Up until this point -- see here and here -- I've said two things about the Obamacare text at issue in the subsidy cases: The formula quite clearly states that the subsidies are calculated based on the premiums charged in an "Exchange established by the State," but it's unclear whether this was an intentional restriction (designed to withhold subsidies from states that don't set up exchanges) or just a mistake. Under precedent, if the text doesn't make Congress's intent clear, courts can investigate the law's history to determine what Congress meant or defer to the bureaucracy's interpretation.
Well, now we have good evidence that the law's architects -- or, as Incidental Economist blogger Bill Gardner pointed out to me on Twitter this morning, at least some of the law's architects -- in fact intended to withhold subsidies. Via a commenter at the Volokh Conspiracy, the Competitive Enterprise Institute's Ryan Radia (who's contributed to RealClearPolicy) stumbled upon this 2012 video of an address by Jonathan Gruber, one of the law's driving forces:
At 31:25, Gruber says:
What's important to remember politically about this is if you're a state and you don't set up an exchange, that means your citizens don't get their tax credits-but your citizens still pay the taxes that support this bill. So you're essentially saying [to] your citizens you're going to pay all the taxes to help all the other states in the country. I hope that that's a blatant enough political reality that states will get their act together and realize there are billions of dollars at stake here in setting up these exchanges. But, you know, once again the politics can get ugly around this.
Again, this doesn't necessarily mean that all of the law's architects understood the text this way, and if different drafters thought the text meant different things, courts could simply defer to the administration's interpretation. The drafters who've come forward all swear that they meant the subsidies to be available everywhere -- and the law is so poorly written that a wide variety of readings are possible. For example, as discussed in the D.C. Circuit ruling and dissent, you could read the text to mean that federal exchanges can't have customers at all, because people in states without exchanges are not considered "qualified individuals" and the law quite arguably only authorizes exchanges to serve qualified individuals.
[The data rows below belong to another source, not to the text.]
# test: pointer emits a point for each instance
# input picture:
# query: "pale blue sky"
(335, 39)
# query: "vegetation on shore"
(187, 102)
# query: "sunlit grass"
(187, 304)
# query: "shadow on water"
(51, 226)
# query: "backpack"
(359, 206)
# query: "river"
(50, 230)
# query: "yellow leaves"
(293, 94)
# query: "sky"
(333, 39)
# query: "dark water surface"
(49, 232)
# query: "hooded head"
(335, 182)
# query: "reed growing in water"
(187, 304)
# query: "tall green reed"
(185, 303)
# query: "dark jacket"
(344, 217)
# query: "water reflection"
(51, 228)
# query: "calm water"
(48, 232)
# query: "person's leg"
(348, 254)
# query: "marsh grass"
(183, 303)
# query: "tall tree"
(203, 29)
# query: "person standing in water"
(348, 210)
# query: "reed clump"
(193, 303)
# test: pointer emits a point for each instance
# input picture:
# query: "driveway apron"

But at the very least, this statement ought to lay to rest the notion, popular among some on the left, that this setup is so far-fetched and ridiculous that Congress couldn't possibly have intended it. My favorite example here is from Ezra Klein, who used an analogy to federal highway funding to demonstrate how crazy it would be to create a program and then deny access to states that don't cooperate. The federal government hasn't followed his analogy exactly -- it hasn't built highways and then refused to let anyone drive on them -- but it has in fact, in a textbook example of "if you don't like the strings, don't take the money" federal policymaking, used highway funds to force compliance on state alcohol laws, just as some say Congress planned to use ACA subsidies to force states to create exchanges.
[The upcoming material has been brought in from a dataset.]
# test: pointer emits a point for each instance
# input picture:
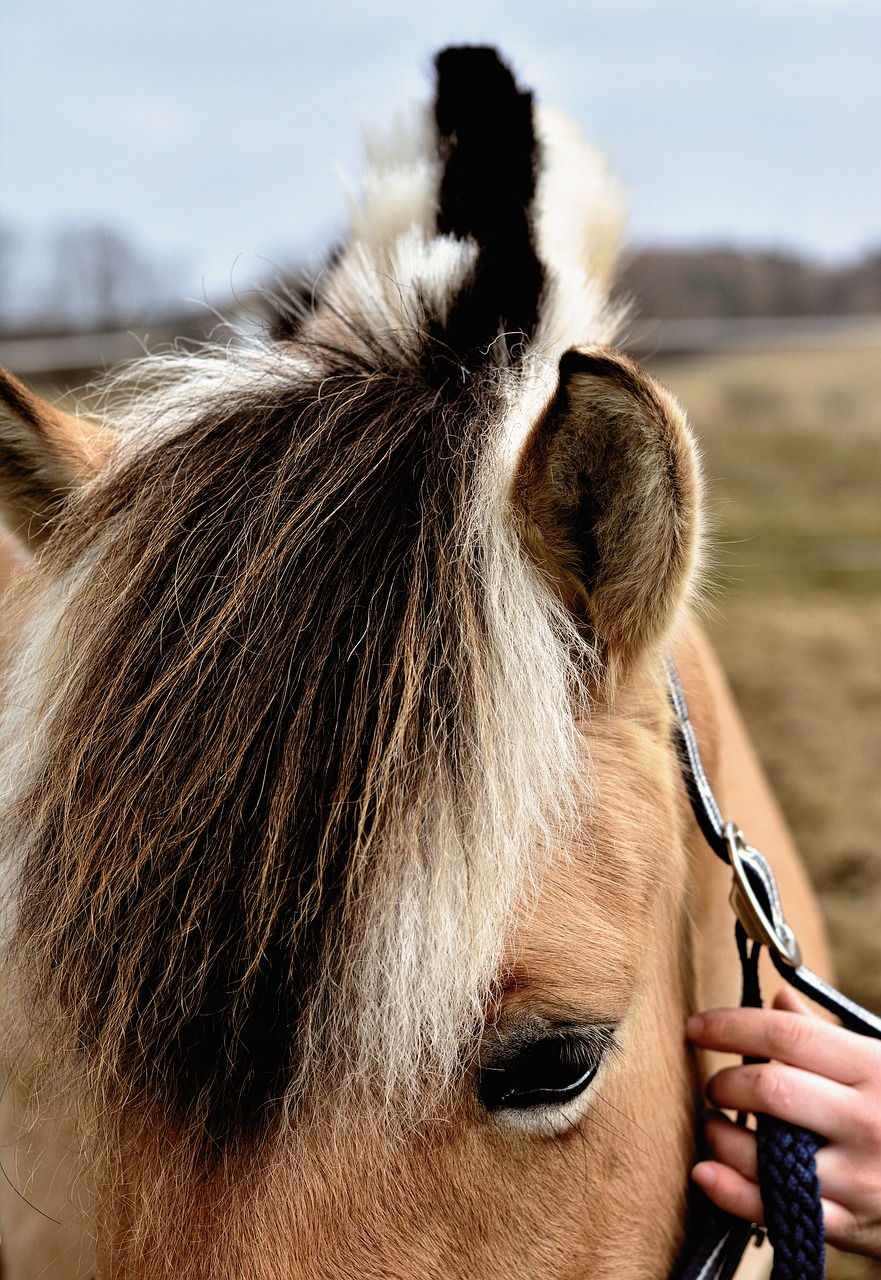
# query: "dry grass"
(792, 442)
This video might not make the ultimate outcome of these lawsuits easier to predict. But it certainly will make the debate in the months ahead a lot more interesting.
[Update: Peter Suderman found a TV appearance from this week in which Gruber claimed it was "unambiguous that (the wording of the law) was a typo." John Sexton found another 2012 speech in which Gruber also talked about subsidies being withheld. In an interview with Jonathan Cohn, Gruber explained:
I honestly don't remember why I said that. I was speaking off-the-cuff. It was just a mistake. People make mistakes. Congress made a mistake drafting the law and I made a mistake talking about it. ...
At this time, there was also substantial uncertainty about whether the federal backstop would be ready on time for 2014. I might have been thinking that if the federal backstop wasn't ready by 2014, and states hadn't set up their own exchange, there was a risk that citizens couldn't get the tax credits right away. ...
But there was never any intention to literally withhold money, to withhold tax credits, from the states that didn't take that step. That's clear in the intent of the law and if you talk to anybody who worked on the law. My subsequent statement was just a speak-o-you know, like a typo.
There are few people who worked as closely with Obama administration and Congress as I did, and at no point was it ever even implied that there'd be differential tax credits based on whether the states set up their own exchange. And that was the basis of all the modeling I did, and that was the basis of any sensible analysis of this law that's been done by any expert, left and right.
I didn't assume every state would set up its own exchanges but I assumed that subsidies would be available in every state. It was never contemplated by anybody who modeled or worked on this law that availability of subsides would be conditional of who ran the exchanges.